The formula:

(v|w) := v_1w_1 + 2v_2w_2

does NOT define an inner product space on the complex plane. Because the Hermitian Symmetry axiom fails:

(v|w) ≠ (w|v)*

Proof. (NOTE: (*) means conjugate)

(v|w) = v_1w_1 + 2v_2w_2

(w|v) = w*_1v_1 + 2w*_2v_2

(w|v)* = (w*_1v_1 + 2w*_2v_2)*
= w_1v*_1 + 2w_2v*_2
=v*_1w_1 + 2v*_2w_2
≠ (w|v)

Could someone just check this please.

Another thing...
If
(v|w) = v_1w*_1 + v_2w*_2
does
(w|v) = w_1v*_1 + w_2v*_2

if you're working in a two-dimensional Euclidean vector space then most everything you have stated in correct. The first line of your proof is incorrect, as (v,w) = w_1v_1* + w_2v_2*. Really the definition of an inner product over the complex field is that (v,w) = (w,v)*, and any defined inner product must have that property.

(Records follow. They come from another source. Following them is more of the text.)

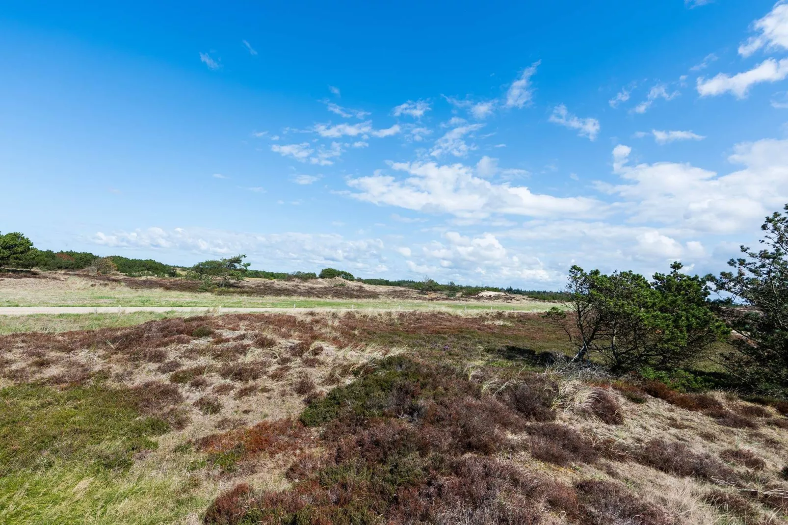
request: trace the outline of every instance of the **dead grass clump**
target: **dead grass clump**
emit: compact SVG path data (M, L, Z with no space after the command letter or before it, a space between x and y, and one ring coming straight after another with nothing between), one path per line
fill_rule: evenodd
M646 503L621 483L589 479L575 484L583 523L641 523L673 525L675 522L662 508Z
M589 404L591 413L608 425L624 423L624 415L615 397L606 389L597 388L594 392L596 395Z
M169 374L180 368L180 362L176 359L165 361L156 367L156 371L159 374Z
M710 454L691 451L683 443L652 439L631 456L637 463L677 476L693 476L732 482L736 473Z
M287 377L288 373L290 371L290 367L288 365L282 365L274 368L269 374L271 379L274 381L281 381Z
M207 386L208 380L202 375L198 376L189 382L189 386L194 389L203 389Z
M771 412L768 408L759 407L756 404L738 404L734 406L734 410L739 415L747 418L770 418Z
M264 361L226 363L219 368L219 375L224 379L247 383L265 375L267 366L268 363Z
M735 414L730 410L724 411L716 419L718 425L731 428L758 428L758 423L749 418Z
M543 423L528 428L531 456L563 467L573 463L592 463L598 456L593 444L571 426Z
M235 388L236 385L233 385L232 383L219 383L213 389L211 389L211 390L214 392L214 393L217 393L221 395L221 394L225 394L229 392L232 392L233 389Z
M702 499L720 512L733 515L745 523L755 523L760 517L760 513L749 501L732 492L712 489L703 495Z
M766 461L763 458L746 449L727 449L719 453L719 457L754 470L761 470L766 467Z
M195 401L195 406L205 415L218 414L221 411L221 404L215 396L203 396Z
M314 389L314 381L306 374L299 376L296 382L293 383L293 390L299 396L308 396L313 393Z
M208 370L207 365L198 365L189 368L181 368L169 374L169 382L185 384L196 377L203 375Z
M246 386L242 386L241 388L236 390L236 393L233 394L235 399L241 399L247 396L251 396L255 392L257 392L258 388L256 385L247 385Z
M305 367L309 367L310 368L314 368L314 367L317 367L318 364L320 364L321 363L322 363L322 361L319 358L317 358L317 357L314 357L314 356L303 356L303 357L301 358L301 363L303 363L303 366L305 366Z

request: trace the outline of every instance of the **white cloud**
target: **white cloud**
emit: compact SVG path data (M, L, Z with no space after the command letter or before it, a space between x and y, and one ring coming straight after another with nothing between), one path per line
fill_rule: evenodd
M342 155L344 150L342 149L342 144L338 142L331 143L331 146L325 147L322 144L318 147L318 151L315 153L314 157L310 157L309 162L312 164L317 164L318 166L330 166L333 164L333 161L330 160L334 157L339 157Z
M489 178L495 175L501 174L504 177L523 177L528 175L526 169L502 169L498 167L498 159L492 158L487 155L483 156L476 164L476 174L479 177Z
M348 136L357 136L359 135L365 135L372 131L372 121L366 121L366 122L359 122L358 124L343 122L336 125L316 124L314 125L314 131L320 136L335 139L344 135Z
M697 92L701 97L715 96L730 91L737 99L747 96L749 88L760 82L777 82L788 76L788 58L777 61L768 58L749 71L730 76L719 73L708 80L697 79Z
M753 29L760 33L751 36L739 46L742 57L749 57L759 49L788 49L788 2L781 0L765 17L753 23Z
M400 128L400 125L395 124L391 128L386 128L385 129L376 129L372 132L372 135L377 137L383 138L396 135L400 130L401 128Z
M706 6L712 2L714 2L714 0L684 0L684 5L690 9L694 9L696 7L701 7L701 6Z
M318 268L332 262L372 269L381 262L385 248L380 239L350 240L338 234L260 234L202 228L148 228L109 235L98 232L92 240L111 248L177 250L212 257L245 253L253 262L288 269L300 264Z
M577 129L579 136L587 136L590 140L597 139L600 130L599 121L596 118L578 118L570 114L563 104L553 108L548 120L571 129Z
M304 142L300 144L283 144L281 146L273 144L271 151L283 157L292 157L297 161L305 162L314 150L310 147L308 142Z
M678 91L673 91L672 93L667 92L667 86L663 84L658 84L649 91L649 95L646 96L646 99L641 102L640 104L636 106L632 111L634 113L645 113L652 104L654 103L657 99L663 99L664 100L672 100L678 96L680 93Z
M537 68L541 63L541 61L539 60L531 64L530 67L523 69L520 76L511 83L506 92L506 102L504 102L506 107L522 108L531 102L533 98L531 76L536 74Z
M429 102L425 100L417 100L416 102L408 100L395 107L392 111L395 117L410 115L414 118L421 118L430 109L432 108L429 106Z
M340 115L344 118L355 117L360 120L372 114L369 111L364 111L363 110L353 110L351 108L342 107L339 104L335 104L334 102L329 102L328 100L324 100L323 103L325 104L325 107L329 111L336 113L337 115Z
M610 104L610 107L616 108L623 102L626 102L630 99L630 91L626 89L622 89L619 93L616 93L615 96L608 101Z
M459 100L452 97L444 96L444 98L445 98L446 100L452 106L466 110L471 114L471 116L473 116L474 118L480 121L487 118L495 113L496 107L498 105L497 100L482 100L481 102L474 102L473 100L467 99L465 100Z
M207 53L200 53L199 61L207 65L209 69L216 70L221 67L221 64L218 61L214 60Z
M775 95L779 95L779 98L771 99L771 107L775 110L788 110L788 91L775 93Z
M704 57L704 59L701 61L700 64L696 64L695 65L690 68L690 71L701 71L701 69L705 69L706 68L708 67L709 64L716 61L717 59L718 59L717 55L714 54L713 53L709 53L705 57Z
M255 51L255 48L251 47L251 44L250 44L246 40L241 40L241 42L243 43L243 46L247 48L247 50L249 51L249 54L251 54L252 56L255 56L255 55L257 54L257 51Z
M464 157L468 155L469 151L475 150L476 146L473 144L469 146L466 143L463 137L482 127L484 127L482 124L471 124L446 132L442 137L435 141L435 145L429 155L433 157L440 157L450 153L455 157Z
M687 163L630 166L630 151L622 145L613 151L614 172L625 184L597 187L621 197L633 222L729 233L788 202L788 140L737 144L728 160L744 168L722 177Z
M293 182L302 186L306 186L313 182L317 182L322 177L322 175L296 175L293 177Z
M658 144L667 144L675 140L703 140L706 137L703 135L693 133L691 131L659 131L652 129L651 132L654 135L654 140Z
M350 179L348 185L358 190L351 196L376 204L448 213L468 219L501 214L594 216L604 213L607 208L603 203L587 197L554 197L533 194L524 186L492 184L474 176L473 168L462 164L393 162L391 167L408 177L400 181L376 173L371 177Z

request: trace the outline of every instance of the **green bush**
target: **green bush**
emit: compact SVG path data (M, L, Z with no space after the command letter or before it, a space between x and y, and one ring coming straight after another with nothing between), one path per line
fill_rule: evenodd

The first line of your proof is incorrect

How can this be incorrect? I was re-stating the question.

(v|w) = v_1w_1 + 2v_2w_2

I have to show that this is or is not an inner product space over the complex plane C².

Obviously it is not because the axiom fails. I was just wondering if anyone thought otherwise.

And I'll assume that if
(v|w) = v_1w*_1 + v_2w*_2
then
(w|v) = w_1v*_1 + w_2v*_2

When you interchange v and w in the inner product, you swap v and w in the formula and conjugate it right?

(w|v)* = (w_1v*_1 + w_2v*_2)* = v_1w*_1 + v_2w*_2 = (v|w)

Ok, I think I just answered it myself!